In his view, there are reasons to believe that the Irish people will still approve the treaty. "Generally, referendums tend to favour the status quo because voters fear taking risks." Moreover, it covers only the economic policy so it is much less likely the debate to be deflected to some unrelated but sensitive issues like abortion or the creation of a European conscript army, for example, as was the case with the referenda on the ratification of the Nice and Lisbon treaties, the author recalls. Certainly, if the answer of Ireland is "Yes" Europe will rest with relief. But what if it is "No"?
If anger votes, fear will win
A negative vote would be the equivalent of a "credit event" in European politics, Hugo Brady argues. Although it will bring grist to the mill of French President Francois Hollande and his supporters, stating that the fiscal compact must be complemented by growth measures, the result will not soften Germany's resistance against the eurobonds and turning the ECB into a lender of last resort. "Simultaneously, a No vote would inflame opposition against austerity in Greece, Italy and Spain and may trigger calls for referendums to be held on the treaty in other countries." Eventually the markets will interpret the message as a political helplessness and lack of a rescue plan for the euro, and fear will once more take control. The interest rates of Spain and Italy will rise sharply and ultimately "the crisis would return to where it was in November 2011 – before the fiscal compact was agreed – when some felt European leaders had only ten days to save the eurozone."

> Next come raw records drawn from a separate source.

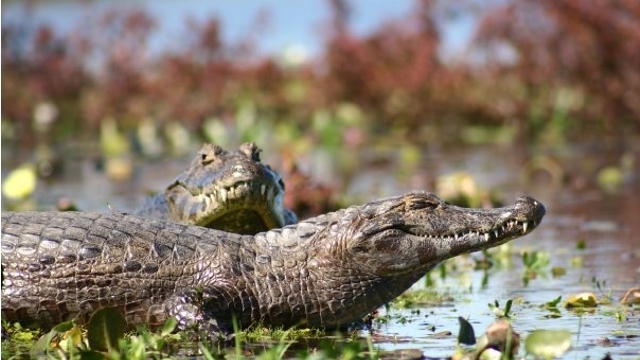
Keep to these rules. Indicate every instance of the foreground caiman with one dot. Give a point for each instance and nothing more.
(327, 271)
(226, 190)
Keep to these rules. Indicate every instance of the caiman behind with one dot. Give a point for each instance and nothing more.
(229, 190)
(326, 272)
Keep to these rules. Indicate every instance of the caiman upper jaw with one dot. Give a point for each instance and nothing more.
(417, 231)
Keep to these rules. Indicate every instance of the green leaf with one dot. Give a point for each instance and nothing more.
(169, 326)
(104, 329)
(466, 335)
(548, 343)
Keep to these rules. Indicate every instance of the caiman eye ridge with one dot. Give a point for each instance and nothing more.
(227, 190)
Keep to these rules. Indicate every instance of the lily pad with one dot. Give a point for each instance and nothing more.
(582, 300)
(548, 344)
(632, 297)
(104, 329)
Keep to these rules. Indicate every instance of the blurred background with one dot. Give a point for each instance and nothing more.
(96, 92)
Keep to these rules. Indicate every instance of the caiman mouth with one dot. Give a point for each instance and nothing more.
(241, 208)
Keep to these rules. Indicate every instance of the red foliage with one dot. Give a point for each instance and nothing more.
(591, 47)
(395, 74)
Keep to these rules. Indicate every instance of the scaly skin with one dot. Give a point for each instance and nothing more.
(325, 272)
(226, 190)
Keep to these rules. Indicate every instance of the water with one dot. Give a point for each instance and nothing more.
(578, 210)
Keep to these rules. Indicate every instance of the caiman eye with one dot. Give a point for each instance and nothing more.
(209, 152)
(251, 150)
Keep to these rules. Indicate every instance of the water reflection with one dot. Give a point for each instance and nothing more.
(606, 221)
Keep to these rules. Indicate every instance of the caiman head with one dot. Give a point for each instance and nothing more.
(228, 190)
(414, 232)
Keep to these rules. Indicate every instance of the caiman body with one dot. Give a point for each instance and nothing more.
(226, 190)
(327, 271)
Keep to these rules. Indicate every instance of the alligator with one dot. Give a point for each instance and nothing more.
(324, 272)
(226, 190)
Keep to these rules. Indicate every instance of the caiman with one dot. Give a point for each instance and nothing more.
(324, 272)
(226, 190)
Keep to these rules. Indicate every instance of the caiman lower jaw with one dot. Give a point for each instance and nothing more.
(245, 200)
(508, 230)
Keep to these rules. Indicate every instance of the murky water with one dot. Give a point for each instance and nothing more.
(564, 179)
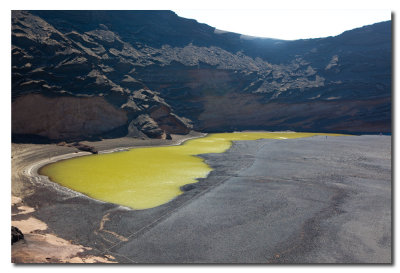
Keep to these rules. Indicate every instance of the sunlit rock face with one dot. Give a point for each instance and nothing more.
(157, 74)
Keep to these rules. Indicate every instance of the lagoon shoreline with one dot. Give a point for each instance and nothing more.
(223, 202)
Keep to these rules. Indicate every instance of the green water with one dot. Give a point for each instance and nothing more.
(144, 178)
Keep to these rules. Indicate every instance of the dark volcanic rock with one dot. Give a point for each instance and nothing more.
(156, 74)
(16, 235)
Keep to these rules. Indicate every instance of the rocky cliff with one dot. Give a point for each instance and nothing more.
(81, 74)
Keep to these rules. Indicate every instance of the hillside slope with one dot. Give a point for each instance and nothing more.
(83, 74)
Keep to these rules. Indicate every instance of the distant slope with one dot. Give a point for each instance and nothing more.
(81, 74)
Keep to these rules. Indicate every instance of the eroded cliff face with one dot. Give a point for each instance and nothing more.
(77, 74)
(65, 117)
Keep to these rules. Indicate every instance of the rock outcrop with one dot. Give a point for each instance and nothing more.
(81, 74)
(16, 235)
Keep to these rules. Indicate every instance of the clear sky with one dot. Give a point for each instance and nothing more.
(286, 24)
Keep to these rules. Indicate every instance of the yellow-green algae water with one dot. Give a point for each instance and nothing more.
(143, 178)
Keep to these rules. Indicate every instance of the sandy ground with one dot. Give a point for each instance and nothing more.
(310, 200)
(41, 245)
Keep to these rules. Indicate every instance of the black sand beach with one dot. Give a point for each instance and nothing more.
(307, 200)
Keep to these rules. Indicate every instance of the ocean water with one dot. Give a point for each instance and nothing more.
(147, 177)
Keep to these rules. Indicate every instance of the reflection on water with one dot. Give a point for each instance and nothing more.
(147, 177)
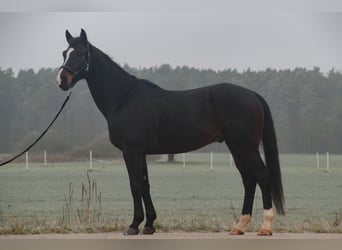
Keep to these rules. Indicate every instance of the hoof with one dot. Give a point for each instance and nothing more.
(131, 231)
(236, 231)
(148, 230)
(264, 232)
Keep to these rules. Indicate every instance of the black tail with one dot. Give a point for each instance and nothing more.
(272, 158)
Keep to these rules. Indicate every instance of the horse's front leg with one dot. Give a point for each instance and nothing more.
(134, 164)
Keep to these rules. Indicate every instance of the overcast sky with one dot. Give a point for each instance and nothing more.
(217, 39)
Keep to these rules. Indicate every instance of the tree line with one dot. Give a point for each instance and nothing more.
(306, 105)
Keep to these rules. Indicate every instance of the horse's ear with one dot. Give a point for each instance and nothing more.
(83, 36)
(68, 36)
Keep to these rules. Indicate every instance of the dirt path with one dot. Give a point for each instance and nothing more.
(179, 235)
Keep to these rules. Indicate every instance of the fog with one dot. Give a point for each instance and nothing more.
(201, 39)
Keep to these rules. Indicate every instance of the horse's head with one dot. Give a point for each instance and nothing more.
(76, 61)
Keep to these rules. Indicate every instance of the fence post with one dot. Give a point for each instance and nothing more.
(45, 160)
(26, 156)
(91, 160)
(317, 160)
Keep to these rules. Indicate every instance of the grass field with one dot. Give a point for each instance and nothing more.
(190, 198)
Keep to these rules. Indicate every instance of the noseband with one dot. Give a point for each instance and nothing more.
(78, 75)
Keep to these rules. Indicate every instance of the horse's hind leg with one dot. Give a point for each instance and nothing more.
(249, 184)
(254, 171)
(150, 211)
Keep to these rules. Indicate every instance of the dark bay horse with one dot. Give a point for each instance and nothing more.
(146, 119)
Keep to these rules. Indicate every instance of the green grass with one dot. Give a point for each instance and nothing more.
(190, 198)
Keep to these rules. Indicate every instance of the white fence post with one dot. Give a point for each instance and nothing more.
(26, 156)
(91, 160)
(45, 159)
(317, 160)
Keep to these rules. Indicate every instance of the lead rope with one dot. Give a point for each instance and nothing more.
(43, 133)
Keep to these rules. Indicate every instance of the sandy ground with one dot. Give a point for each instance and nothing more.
(178, 235)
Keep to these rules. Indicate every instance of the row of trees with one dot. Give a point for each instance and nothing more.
(306, 106)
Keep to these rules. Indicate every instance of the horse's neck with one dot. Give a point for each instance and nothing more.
(108, 83)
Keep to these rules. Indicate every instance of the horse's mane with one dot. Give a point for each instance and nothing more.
(118, 70)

However, continuing Mr Brady`s thoughts, this time they will probably have no more than 10 hours. Spain is literally on the edge, the black hole of its banking system is going to swallow a large part of the already destitute public finances, and its borrowing costs are at levels where the "rescued" countries were forced to seek bailouts. Italy is wobbling like an ocean liner, headed straight toward the Spanish iceberg that will sink it, aided by the weight of its huge debts. In this situation, even a butterfly perched on the rudder could change the course. We saw the first encouraging signs in Greece, where three weeks before the replay of the elections on 17 June, one of the two major parties guarantors of the bailout programme - the conservative New Democracy, has started to regain popularity. A positive vote in the Irish referendum will revive hopes that the catastrophe can be avoided.